The act of playing is an important tool that influences a child’s life. The primary goals of childhood are to grow, learn, and play. It is often through play that children learn to make sense of the world around them. It is a child’s “job” to play to develop physical coordination, emotional maturity, social skills to interact with others, and self-confidence to try new experiences and explore new environments.

Play to a child IS learning! They learn to play and play to learn. Play is terribly important to a child. It is not a distraction. It’s not something they do to take up time. It’s a child’s life.

So, begin to “play” with your child. Math games are a fantastic way to learn as you play.

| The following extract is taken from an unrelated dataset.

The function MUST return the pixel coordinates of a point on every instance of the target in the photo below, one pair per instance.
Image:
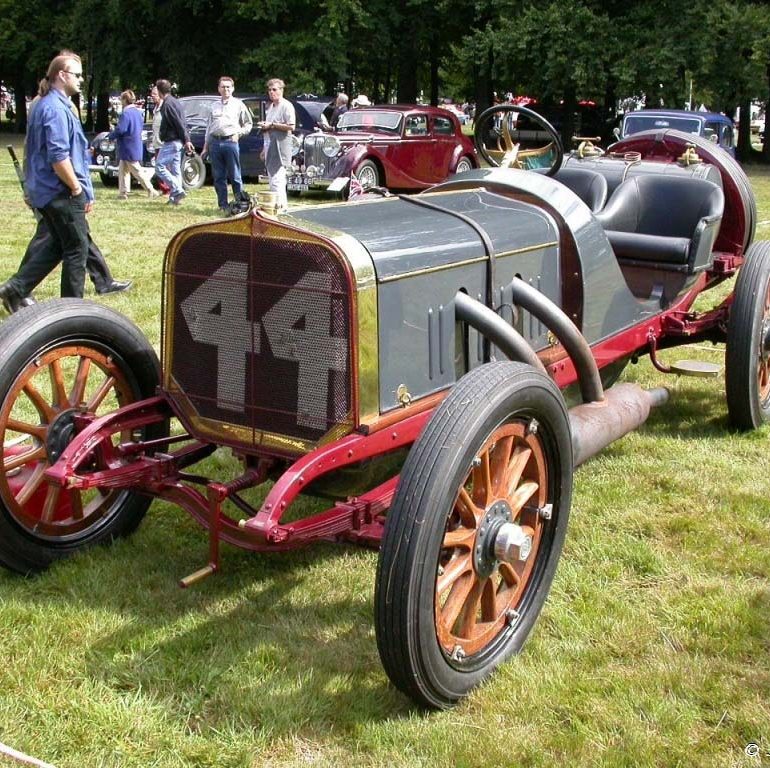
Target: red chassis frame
(93, 460)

A Math Game for First, Second, and Third Graders

When working with first graders, second graders, and sometimes even third graders, I have found that when asked, “How much is your number + 10 (e.g., 23 + 10)”, they struggle to know the answer and end up counting on their fingers. Counting on fingers is a good beginning strategy, but as children gain in number sense, fingers should no longer be necessary. The same is true if I ask, “How much is your number -10?”

A major learning goal for students in the primary grades is to develop an understanding of properties of, and relationships among, numbers. Building on students’ intuitive understandings of patterns and number relationships, teachers can further the development of this one aspect of number concepts and logical reasoning by using a math game Tens and Ones.

Tens and Ones

What you need:
2 players
0-99 chart for each player (find one and download it from the internet or have your child make one using a 10×10 grid.
1 counter (button, paper clip, rock, etc.) for each player
1 regular die with instructions for rolling (following)

Roll 1 or 2 – +10
Roll 3 or 4 – +1
Roll a 5 – -1
Roll a 6 – -10

Each player places a counter on the zero on his/her own 1-99 chart. Players take turns rolling the die.

Player #1 rolls the die and moves his/her counter according to the roll on his/her 0-99 chart. Player #1 checks to make sure that player #2 agrees and then hands the die to player #2.

Player #2 follows the same steps as player #1 using his/her own 0-99 chart.

It may be visually helpful to have the child roll the die, leave the counter where it is and then count on using his finger. When he/she reaches +10, the player will then be able to see that he/she is exactly one row down from where he/she started. Then the counter can be moved to the new spot.

The winner is the first player to move his/her counter to 99. To win a player must land on 99 exactly. For example, if a player lands on 90 and rolls a +10 on the next turn, the player must pass, as there are only nine boxes from 90 to 99. Players may not move their counters past 99 and off the chart.